Improving Intrusion Detection Robustness Through Adversarial Training Methods

Abstract

Network Intrusion Detection Systems (NIDS) leveraging deep learning architectures have demonstrated exceptional performance in identifying cyber threats through automated feature learning and pattern recognition. However, recent investigations reveal critical vulnerabilities when these systems encounter adversarial attacks, where malicious actors introduce carefully crafted perturbations to evade detection mechanisms. This paper presents a comprehensive study of adversarial training methodologies specifically designed to enhance the robustness of deep neural network-based NIDS against sophisticated evasion techniques. We systematically investigate multiple adversarial training approaches, integrating both Fast Gradient Sign Method (FGSM) and Projected Gradient Descent (PGD) attack generation with deep learning architectures including fully-connected Deep Neural Networks (DNN) and Recurrent Neural Networks (RNN).

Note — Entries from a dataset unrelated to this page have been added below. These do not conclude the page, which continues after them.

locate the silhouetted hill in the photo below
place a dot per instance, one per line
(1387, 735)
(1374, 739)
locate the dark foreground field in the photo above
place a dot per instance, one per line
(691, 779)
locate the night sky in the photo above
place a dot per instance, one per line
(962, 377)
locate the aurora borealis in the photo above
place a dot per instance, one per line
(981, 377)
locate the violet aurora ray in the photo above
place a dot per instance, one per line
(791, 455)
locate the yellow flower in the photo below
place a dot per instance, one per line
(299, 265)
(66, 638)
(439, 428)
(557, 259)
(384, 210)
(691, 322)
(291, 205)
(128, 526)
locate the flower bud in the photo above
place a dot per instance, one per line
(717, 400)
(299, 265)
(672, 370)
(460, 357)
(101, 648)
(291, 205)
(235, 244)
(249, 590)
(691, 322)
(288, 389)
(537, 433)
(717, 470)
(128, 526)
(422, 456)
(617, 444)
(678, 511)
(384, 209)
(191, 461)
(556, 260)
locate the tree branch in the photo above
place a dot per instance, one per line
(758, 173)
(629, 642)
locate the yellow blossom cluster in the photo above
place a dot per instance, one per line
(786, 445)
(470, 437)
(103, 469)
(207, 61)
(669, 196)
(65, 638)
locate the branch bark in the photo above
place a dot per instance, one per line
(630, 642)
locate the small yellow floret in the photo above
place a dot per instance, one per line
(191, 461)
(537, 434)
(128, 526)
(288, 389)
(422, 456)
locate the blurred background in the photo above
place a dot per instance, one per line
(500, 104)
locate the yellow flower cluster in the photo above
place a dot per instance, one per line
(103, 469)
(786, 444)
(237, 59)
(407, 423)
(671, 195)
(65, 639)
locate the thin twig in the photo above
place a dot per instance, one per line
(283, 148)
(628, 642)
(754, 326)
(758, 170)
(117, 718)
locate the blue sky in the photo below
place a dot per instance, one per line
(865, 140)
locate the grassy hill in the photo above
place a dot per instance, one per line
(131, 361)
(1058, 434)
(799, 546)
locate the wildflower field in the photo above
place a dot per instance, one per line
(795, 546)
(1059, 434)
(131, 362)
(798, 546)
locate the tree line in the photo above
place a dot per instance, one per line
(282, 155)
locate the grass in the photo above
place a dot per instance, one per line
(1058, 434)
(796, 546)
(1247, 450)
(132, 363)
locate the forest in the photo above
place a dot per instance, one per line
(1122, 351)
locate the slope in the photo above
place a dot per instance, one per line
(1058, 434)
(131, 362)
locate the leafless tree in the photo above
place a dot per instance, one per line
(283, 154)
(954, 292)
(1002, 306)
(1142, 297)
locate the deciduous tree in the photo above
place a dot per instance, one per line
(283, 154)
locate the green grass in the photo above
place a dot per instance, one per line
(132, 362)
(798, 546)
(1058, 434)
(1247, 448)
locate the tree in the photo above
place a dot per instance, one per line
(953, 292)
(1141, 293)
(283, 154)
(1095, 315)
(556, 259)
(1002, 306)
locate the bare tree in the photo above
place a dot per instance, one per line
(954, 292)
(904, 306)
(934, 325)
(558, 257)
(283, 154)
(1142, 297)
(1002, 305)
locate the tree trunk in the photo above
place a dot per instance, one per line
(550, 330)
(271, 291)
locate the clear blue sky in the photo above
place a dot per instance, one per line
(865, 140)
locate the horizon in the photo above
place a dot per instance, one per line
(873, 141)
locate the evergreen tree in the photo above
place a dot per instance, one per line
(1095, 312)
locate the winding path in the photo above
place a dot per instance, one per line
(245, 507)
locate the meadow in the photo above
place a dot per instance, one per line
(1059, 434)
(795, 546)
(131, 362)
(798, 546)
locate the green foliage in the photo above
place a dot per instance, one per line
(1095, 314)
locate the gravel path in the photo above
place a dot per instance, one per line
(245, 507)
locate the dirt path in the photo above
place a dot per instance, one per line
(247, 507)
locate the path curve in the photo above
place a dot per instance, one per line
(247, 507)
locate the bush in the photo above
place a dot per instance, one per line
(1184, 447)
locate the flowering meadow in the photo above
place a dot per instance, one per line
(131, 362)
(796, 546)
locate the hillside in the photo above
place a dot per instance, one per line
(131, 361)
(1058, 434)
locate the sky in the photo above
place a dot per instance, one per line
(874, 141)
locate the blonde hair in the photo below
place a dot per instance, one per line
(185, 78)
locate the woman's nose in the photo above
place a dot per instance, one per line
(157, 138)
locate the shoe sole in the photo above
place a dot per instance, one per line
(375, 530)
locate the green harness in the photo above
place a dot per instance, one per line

Through extensive experimentation on benchmark intrusion detection datasets, our adversarially-trained models achieve detection accuracy exceeding 94 percent even under strong adversarial perturbations, while maintaining competitive performance on clean network traffic. The research demonstrates that incorporating adversarial examples during training fundamentally reshapes decision boundaries, enabling intrusion detection systems to maintain operational effectiveness in adversarial environments.